We had not aforehand documented the reasons we did this particular thing the one way, albeit it had been thoughtful, so that we would be able to follow up on it in this other (specific) particular way. That’s where, later on in life, resources will show to have been lacking, and an inability to follow through on the originally outlined process will show.
Nor had we, by the way, sorted the procedural maintenance of DNS TLSA resource records in the case of expanding the MX resource records. This can be considered entirely my mistake, and that’s fair enough.
So, what happened?
I wanted the Internet-facing, inbound mail exchangers (ext-mx-in) to receive most if not all of the traffic, without violating commonly applied SPF restrictions on existing mail in the deferred queue on the old outbound mail exchangers — this takes 5 days, so give it 6.
You would substitute all existing MX records value’s IN A RRs for the new IP addresses, and chose one of them to hold the old IP addresses. Right? Nope.
This is where things, in part, went awry. See, our technical debt includes a former incomplete transition — a rebrand from MyKolab (mykolab.com) to Kolab Now (kolabnow.com). Thousands of customer domains still point to mykolab.com. Another group of thousands refer to kolabnow.com.

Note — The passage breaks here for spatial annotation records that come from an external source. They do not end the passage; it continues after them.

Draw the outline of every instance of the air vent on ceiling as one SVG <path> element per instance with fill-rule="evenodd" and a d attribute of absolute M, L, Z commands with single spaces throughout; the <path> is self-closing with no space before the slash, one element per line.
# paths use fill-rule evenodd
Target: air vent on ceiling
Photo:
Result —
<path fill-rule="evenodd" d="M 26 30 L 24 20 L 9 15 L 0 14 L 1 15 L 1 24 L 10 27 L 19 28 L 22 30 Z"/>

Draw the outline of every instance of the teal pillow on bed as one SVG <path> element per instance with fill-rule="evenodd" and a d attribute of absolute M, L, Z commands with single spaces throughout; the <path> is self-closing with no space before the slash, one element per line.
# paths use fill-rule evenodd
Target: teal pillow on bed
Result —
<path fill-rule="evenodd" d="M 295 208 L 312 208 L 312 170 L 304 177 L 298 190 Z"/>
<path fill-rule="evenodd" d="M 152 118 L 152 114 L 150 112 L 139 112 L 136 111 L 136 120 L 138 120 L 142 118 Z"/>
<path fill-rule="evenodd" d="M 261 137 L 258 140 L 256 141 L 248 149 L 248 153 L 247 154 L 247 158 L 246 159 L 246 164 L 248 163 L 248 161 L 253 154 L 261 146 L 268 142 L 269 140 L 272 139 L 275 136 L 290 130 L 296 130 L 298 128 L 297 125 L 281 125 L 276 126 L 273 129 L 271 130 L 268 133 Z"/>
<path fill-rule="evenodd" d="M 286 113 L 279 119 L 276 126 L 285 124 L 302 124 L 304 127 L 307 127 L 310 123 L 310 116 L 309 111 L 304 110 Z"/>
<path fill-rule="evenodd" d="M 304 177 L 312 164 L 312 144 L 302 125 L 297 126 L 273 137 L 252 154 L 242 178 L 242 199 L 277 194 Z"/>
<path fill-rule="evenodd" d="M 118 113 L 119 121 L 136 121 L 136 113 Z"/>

The nature of MX records is that you’re not allowed to CNAME them, so that clients can “chase” the CNAMEs — it’s a direct IN A and otherwise, well, basically the recipient address is rewritten. ’nuff about that.
Furthermore, when you are not allowed to “chase” addresses, a number of peripheral changes will also need to be made — in the case at hand, it included the TLSA records for the MX RRs involved for the legacy domain.